With the stakes so high, the international community cannot afford to pin its hopes on the Annan plan. Instead, it should accept the hard lessons of the past 14 months and redirect its efforts toward changing the balance of power on the ground.

Those countries with a stake in Syria's future should do their utmost to help Syrians organize a broad-based national movement that unites people on the basis of opposition to the regime and commitment to a democratic Syria. This will require undoing the Assads' 42-year old "divide and rule" strategy, bringing together key groups of Syrian society such as minorities and tribes. These groups now have a crucial role to play to hasten the regime's demise and place Syria on a path to a democratic future.

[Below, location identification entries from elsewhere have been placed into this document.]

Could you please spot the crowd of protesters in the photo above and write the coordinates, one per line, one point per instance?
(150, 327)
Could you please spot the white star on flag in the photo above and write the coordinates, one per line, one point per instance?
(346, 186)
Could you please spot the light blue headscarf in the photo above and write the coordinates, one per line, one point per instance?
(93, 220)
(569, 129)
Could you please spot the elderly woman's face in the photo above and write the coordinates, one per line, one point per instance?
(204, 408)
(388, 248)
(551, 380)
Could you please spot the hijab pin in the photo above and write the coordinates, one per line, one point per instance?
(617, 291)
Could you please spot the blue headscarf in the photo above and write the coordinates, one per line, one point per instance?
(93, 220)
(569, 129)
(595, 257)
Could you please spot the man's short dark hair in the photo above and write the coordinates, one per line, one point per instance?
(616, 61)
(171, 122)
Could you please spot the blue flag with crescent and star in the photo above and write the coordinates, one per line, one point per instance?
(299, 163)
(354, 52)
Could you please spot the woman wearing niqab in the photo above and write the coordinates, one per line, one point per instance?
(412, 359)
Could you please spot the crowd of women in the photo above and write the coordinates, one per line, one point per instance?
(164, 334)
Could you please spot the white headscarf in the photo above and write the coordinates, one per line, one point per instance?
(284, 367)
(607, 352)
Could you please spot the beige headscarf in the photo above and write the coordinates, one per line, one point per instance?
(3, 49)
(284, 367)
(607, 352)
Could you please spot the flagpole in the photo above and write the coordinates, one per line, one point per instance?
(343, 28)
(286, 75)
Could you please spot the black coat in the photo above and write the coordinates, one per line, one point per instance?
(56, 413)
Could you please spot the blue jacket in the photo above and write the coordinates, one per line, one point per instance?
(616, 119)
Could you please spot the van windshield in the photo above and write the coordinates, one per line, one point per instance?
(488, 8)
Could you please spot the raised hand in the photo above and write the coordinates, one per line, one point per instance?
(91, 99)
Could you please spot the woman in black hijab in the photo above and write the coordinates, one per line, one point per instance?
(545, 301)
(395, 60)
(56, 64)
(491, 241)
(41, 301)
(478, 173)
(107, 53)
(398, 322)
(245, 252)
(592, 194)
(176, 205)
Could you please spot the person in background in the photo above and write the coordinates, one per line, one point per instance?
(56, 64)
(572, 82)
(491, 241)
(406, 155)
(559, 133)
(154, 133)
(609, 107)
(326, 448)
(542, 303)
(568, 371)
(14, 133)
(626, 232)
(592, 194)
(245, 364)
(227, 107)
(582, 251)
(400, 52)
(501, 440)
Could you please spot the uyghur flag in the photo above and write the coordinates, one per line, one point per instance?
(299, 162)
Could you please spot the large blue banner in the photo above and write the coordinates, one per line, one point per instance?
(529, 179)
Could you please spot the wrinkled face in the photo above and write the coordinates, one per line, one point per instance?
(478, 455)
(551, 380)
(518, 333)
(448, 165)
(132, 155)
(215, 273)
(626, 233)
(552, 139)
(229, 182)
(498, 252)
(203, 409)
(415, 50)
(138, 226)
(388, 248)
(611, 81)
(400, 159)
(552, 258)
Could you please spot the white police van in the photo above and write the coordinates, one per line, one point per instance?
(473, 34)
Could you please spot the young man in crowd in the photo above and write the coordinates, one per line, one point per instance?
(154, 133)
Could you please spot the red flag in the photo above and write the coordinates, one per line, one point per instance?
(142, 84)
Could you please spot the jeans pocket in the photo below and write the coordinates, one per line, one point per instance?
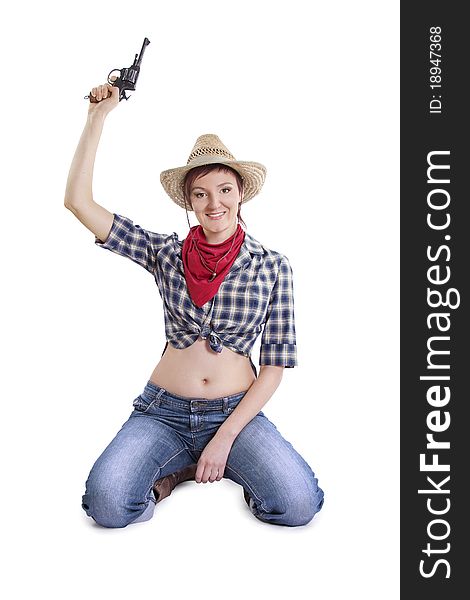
(143, 403)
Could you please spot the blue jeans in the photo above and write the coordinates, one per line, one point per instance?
(166, 433)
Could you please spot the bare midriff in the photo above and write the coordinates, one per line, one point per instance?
(199, 372)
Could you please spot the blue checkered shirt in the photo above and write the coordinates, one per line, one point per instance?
(256, 292)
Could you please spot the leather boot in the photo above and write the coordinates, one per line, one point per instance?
(164, 486)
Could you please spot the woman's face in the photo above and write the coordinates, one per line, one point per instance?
(215, 198)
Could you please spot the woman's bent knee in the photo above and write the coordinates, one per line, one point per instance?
(115, 510)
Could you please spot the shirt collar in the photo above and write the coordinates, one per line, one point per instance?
(252, 245)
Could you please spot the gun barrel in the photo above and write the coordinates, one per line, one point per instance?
(138, 59)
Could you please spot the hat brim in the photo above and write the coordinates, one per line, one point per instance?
(252, 173)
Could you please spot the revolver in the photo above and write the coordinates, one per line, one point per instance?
(127, 79)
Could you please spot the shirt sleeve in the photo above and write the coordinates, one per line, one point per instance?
(278, 340)
(134, 242)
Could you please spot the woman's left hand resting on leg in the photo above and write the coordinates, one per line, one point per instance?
(211, 463)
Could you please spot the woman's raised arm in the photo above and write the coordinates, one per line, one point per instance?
(78, 192)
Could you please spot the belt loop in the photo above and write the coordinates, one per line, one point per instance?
(158, 397)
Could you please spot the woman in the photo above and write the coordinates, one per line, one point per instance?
(199, 415)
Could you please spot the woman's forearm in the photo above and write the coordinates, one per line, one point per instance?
(80, 179)
(252, 402)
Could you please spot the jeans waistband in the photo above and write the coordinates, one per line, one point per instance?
(193, 403)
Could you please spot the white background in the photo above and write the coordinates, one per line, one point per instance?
(310, 89)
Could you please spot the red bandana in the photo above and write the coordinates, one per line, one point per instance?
(197, 275)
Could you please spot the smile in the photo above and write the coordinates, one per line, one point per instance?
(215, 216)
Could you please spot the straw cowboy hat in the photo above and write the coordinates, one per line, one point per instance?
(208, 150)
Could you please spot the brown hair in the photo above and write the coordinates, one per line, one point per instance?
(196, 172)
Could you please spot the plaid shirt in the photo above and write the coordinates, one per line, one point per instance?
(257, 291)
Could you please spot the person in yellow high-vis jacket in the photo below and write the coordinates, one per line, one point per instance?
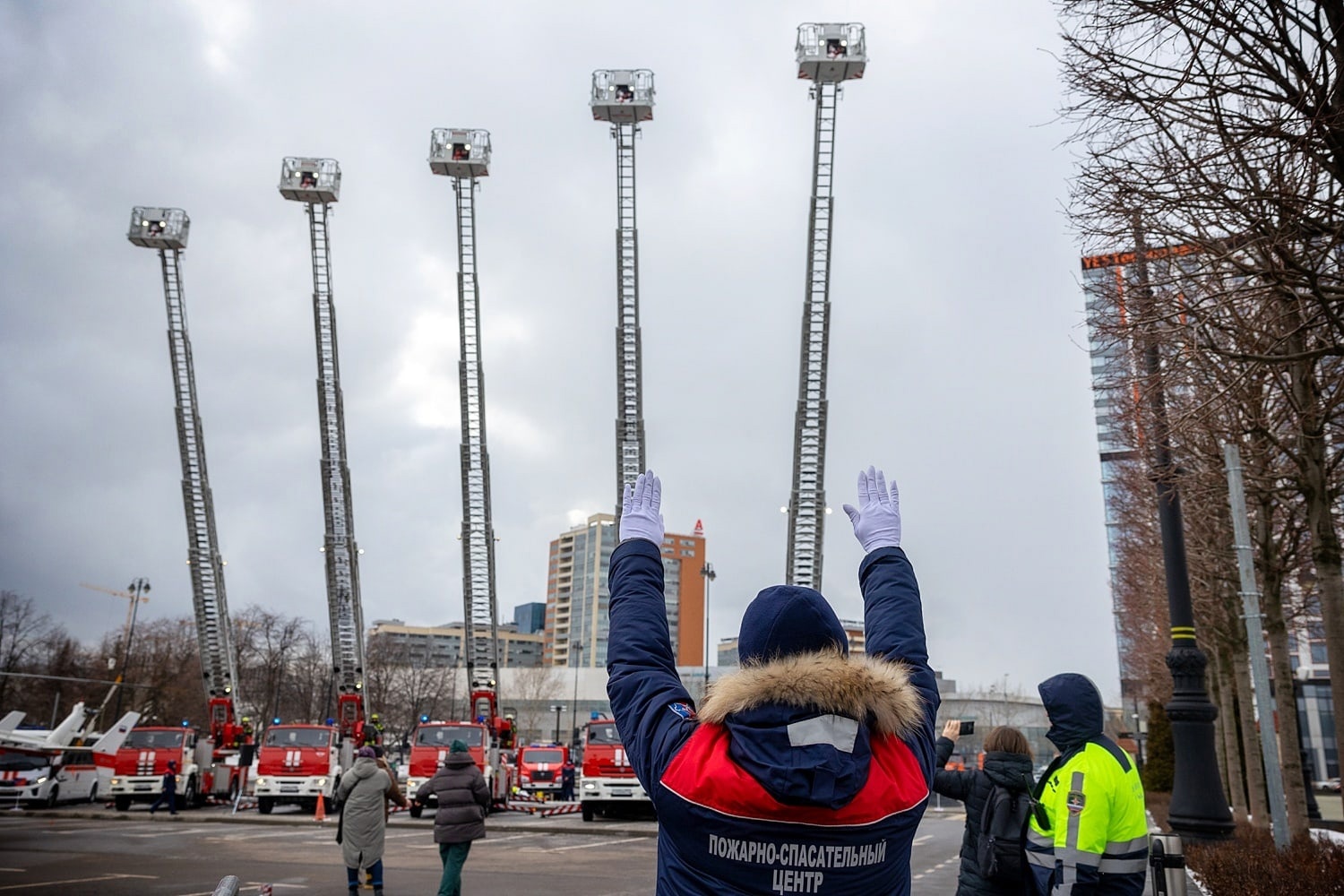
(1089, 834)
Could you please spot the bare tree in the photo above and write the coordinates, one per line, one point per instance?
(1222, 124)
(22, 630)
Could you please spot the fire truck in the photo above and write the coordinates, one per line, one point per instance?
(488, 739)
(607, 778)
(298, 764)
(539, 767)
(203, 770)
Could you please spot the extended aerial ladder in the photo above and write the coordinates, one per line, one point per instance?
(624, 97)
(464, 155)
(316, 183)
(827, 54)
(167, 230)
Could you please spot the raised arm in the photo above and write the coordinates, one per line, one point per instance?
(652, 710)
(892, 610)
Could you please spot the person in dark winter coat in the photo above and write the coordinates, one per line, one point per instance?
(567, 775)
(365, 791)
(169, 791)
(1008, 764)
(462, 801)
(806, 771)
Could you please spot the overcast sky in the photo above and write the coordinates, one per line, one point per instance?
(957, 343)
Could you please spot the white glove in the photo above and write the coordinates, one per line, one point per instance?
(640, 517)
(876, 521)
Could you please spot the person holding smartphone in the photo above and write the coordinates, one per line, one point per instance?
(1007, 767)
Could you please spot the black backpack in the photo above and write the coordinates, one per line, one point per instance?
(1003, 831)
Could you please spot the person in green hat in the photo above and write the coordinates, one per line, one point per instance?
(462, 801)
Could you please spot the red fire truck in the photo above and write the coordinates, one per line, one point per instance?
(298, 764)
(430, 743)
(607, 778)
(539, 767)
(202, 770)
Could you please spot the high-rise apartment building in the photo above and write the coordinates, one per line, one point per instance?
(577, 597)
(1107, 285)
(1107, 282)
(530, 618)
(441, 646)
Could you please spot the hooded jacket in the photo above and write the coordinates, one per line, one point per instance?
(1011, 770)
(462, 799)
(1096, 841)
(363, 791)
(806, 772)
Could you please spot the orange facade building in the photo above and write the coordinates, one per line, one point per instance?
(577, 597)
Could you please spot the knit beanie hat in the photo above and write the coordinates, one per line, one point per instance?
(788, 619)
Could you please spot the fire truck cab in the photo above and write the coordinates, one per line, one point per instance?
(607, 778)
(430, 743)
(539, 767)
(142, 762)
(300, 764)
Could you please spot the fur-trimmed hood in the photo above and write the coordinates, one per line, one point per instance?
(862, 688)
(803, 724)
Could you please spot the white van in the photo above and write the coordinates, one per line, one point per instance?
(47, 777)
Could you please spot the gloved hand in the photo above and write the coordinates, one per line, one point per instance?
(876, 520)
(640, 517)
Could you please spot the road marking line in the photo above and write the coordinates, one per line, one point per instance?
(81, 880)
(269, 833)
(601, 842)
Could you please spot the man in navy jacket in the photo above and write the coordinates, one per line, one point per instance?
(808, 770)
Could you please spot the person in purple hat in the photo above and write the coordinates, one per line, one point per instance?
(363, 793)
(806, 770)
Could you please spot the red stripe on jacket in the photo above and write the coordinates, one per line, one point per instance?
(704, 774)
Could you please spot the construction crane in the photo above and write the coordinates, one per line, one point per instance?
(464, 155)
(167, 230)
(828, 54)
(136, 594)
(136, 599)
(624, 97)
(316, 185)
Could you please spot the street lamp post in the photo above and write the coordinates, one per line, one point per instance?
(1198, 807)
(558, 708)
(139, 587)
(710, 575)
(574, 710)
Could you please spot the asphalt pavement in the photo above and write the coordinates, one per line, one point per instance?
(93, 849)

There are indications that such a strategy would meet with success. Over the past few months, I have conducted extensive roundtable discussions with many Syrian constituencies -- such as tribal figures, members of established families, religious leaders, and representatives of the Kurdish community -- whose interests are often poorly understood by the outside world. From these conversations, I have found that there is a growing desire among tribal groups from the strategically important eastern and northern areas of Syria to resist Assad, including through military means, and to unite with other groups, particularly the Kurds. In turn, some Kurdish leaders have indicated their willingness, in ongoing private conversations with the tribes, to engage with these groups. Although the Kurds are divided in their stance toward the revolution, all want their culture and rights recognized in a post-Assad Syria. Other communities, such as the Christians and Druze, have largely stayed on the sidelines in the absence of a Syrian national project in which they have confidence.

The Syrian National Council (SNC), an anti-Assad opposition body that operates largely outside the country, has assumed international importance as "a legitimate representative of the Syrian people," in the words of the "Friends of the Syrian People" group. However, my conversations with tribal and minority figures clearly reveal that they have little confidence in the SNC. Many point to the fact that it has no presence on the ground, and most are suspicious of the influence that the Muslim Brotherhood and its perceived patron, Turkey, wield within the organization.

These groups express greater support for the fragmented FSA, even if it has struggled to establish a clear command-and-control structure inside Syria from its Turkish base. Tribal figures have stated that they want the international community to support the FSA by providing expert assistance and help with communications and specific armaments. They worry that the uncoordinated, steady trickle of arms through private sources and the determined efforts of jihadists to enter Syria through Iraq will lead only to further chaos. They also point out that many FSA leaders and ordinary soldiers are "sons of the tribes," and that more would join its ranks if the FSA had greater external support. Notably, there is also increasing talk of a military alliance between the FSA -- in collaboration with the SNC -- and the tribes and Kurds.

The world should abandon the fiction that the Assad regime can be persuaded to reach a political accommodation with its adversaries. Rather, it is time for a renewed effort to forge a genuine united front, including all groups in Syria's social fabric, dedicated to Assad's downfall and the establishment of a pluralistic, democratic state in the aftermath. This effort needs stronger international backing today -- opposition leaders inside and outside the country do not have the resources to unite their ranks alone. If an endeavor to create a genuine grand opposition coalition were to succeed, the Assad regime would face a greater political and military challenge than ever before, stretching its forces to a breaking point. With Annan's peace plan in tatters, that's a goal the international community should embrace.